As a region, “we’re warming faster than other parts of the U.S.,” Burakowski said, with several models predicting that New Hampshire’s climate could end up resembling Virginia’s.

Although Virginia has some skiing, she said, “It’s not as awesome as we have in New Hampshire.”

Sarah J. Nelson, director of research at the Appalachian Mountain Club, said her organization not only wants the public to accept the science behind climate change, but to contribute to the growing body of data being assembled by citizen scientists.

A telephone app called iNaturalist enables users to document what plants and animals they are seeing, which help scientists tracking weather trends. A sub-app calls users’ attention to species in the alpine zone of the White Mountains.

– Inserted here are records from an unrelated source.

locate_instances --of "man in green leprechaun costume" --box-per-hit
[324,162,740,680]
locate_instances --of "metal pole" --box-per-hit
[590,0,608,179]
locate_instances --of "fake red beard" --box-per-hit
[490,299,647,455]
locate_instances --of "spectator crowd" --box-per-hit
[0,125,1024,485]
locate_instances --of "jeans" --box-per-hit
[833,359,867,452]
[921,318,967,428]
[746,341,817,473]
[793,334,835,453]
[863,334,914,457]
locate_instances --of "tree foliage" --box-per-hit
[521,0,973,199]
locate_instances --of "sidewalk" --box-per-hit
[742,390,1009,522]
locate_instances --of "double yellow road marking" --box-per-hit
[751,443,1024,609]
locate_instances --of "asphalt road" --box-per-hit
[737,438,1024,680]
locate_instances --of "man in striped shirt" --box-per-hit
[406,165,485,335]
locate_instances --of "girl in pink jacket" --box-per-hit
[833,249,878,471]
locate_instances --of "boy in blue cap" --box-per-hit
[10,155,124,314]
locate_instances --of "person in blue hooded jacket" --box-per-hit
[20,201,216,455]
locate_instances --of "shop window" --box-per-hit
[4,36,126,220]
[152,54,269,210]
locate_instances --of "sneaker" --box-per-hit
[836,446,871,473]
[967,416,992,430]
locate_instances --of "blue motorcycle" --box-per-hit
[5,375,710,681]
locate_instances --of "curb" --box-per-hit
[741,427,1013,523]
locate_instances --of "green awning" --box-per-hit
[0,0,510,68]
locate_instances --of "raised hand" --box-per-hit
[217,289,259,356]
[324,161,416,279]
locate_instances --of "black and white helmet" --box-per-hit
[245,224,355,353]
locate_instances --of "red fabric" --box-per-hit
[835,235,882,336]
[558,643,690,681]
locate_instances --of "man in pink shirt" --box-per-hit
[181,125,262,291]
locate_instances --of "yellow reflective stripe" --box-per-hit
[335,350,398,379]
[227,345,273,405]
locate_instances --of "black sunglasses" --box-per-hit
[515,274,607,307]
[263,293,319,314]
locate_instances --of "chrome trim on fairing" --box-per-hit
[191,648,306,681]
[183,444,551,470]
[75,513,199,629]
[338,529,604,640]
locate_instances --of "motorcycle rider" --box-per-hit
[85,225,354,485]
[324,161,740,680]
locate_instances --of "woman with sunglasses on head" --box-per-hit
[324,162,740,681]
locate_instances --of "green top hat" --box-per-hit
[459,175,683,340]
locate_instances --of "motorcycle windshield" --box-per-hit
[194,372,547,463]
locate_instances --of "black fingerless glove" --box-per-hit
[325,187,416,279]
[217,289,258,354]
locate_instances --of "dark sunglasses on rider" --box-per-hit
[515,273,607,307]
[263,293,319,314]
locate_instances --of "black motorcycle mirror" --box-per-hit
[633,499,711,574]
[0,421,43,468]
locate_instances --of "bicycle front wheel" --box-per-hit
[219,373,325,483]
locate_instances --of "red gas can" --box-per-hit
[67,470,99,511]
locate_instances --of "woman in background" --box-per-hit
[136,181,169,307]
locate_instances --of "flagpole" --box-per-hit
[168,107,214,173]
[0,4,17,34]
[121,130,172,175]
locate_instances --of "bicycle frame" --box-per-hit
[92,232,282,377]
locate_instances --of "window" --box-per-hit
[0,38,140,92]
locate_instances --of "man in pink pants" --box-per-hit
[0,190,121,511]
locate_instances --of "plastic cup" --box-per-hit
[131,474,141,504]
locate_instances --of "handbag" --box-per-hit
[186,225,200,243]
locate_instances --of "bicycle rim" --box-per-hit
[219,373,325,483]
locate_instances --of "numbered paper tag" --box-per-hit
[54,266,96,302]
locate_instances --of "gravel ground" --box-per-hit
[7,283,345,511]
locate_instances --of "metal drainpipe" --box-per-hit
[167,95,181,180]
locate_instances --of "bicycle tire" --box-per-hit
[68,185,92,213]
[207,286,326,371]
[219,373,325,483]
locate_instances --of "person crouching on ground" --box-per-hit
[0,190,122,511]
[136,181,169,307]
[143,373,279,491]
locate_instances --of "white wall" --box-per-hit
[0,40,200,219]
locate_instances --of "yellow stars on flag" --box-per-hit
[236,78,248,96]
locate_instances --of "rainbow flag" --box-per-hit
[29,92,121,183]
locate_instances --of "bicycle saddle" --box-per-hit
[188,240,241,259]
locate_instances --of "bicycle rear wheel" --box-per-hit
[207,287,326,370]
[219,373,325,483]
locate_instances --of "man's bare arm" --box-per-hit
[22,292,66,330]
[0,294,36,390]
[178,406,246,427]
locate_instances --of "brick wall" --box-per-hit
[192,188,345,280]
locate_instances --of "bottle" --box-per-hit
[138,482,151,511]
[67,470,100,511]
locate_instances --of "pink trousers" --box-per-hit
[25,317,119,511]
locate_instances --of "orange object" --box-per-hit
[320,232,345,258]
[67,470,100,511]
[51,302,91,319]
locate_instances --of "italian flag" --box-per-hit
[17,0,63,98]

Muddy boots are a clear indicator of changing winters and earlier springs, Nelson said. A 100-year study she and Burakowski worked on found the number of mud days –- those with no snow on the ground and temperatures above freezing –- increased across the region by up to three weeks over that period.

In New Hampshire, mud days and the conditions that cause them also impact maple-sugaring and forest-harvesting, Nelson said.

Jessyca Keeler, president of Ski New Hampshire, said ski areas are doing their part to respond to climate change –- switching to LED lighting, installing electric vehicle chargers, using bio-degradable cups and food containers, adopting no-idling policies for vehicles and going paperless. They realize there’s a limit to using snow-making to compensate for warming weather patterns, Keeler said.

”We do know that at some point there is a temperature and a humidity level at which we can’t make snow,” she said.

But the biggest contributor to the ski areas’ carbon footprint, Keeler said, is transportation.

“ Everyone’s driving their own cars and most of them are gas vehicles and New Hampshire doesn’t have a good policy yet of implementing EV infrastructure,” Keeler said. “In a map of the Northeast, New Hampshire is the big doughnut hole.”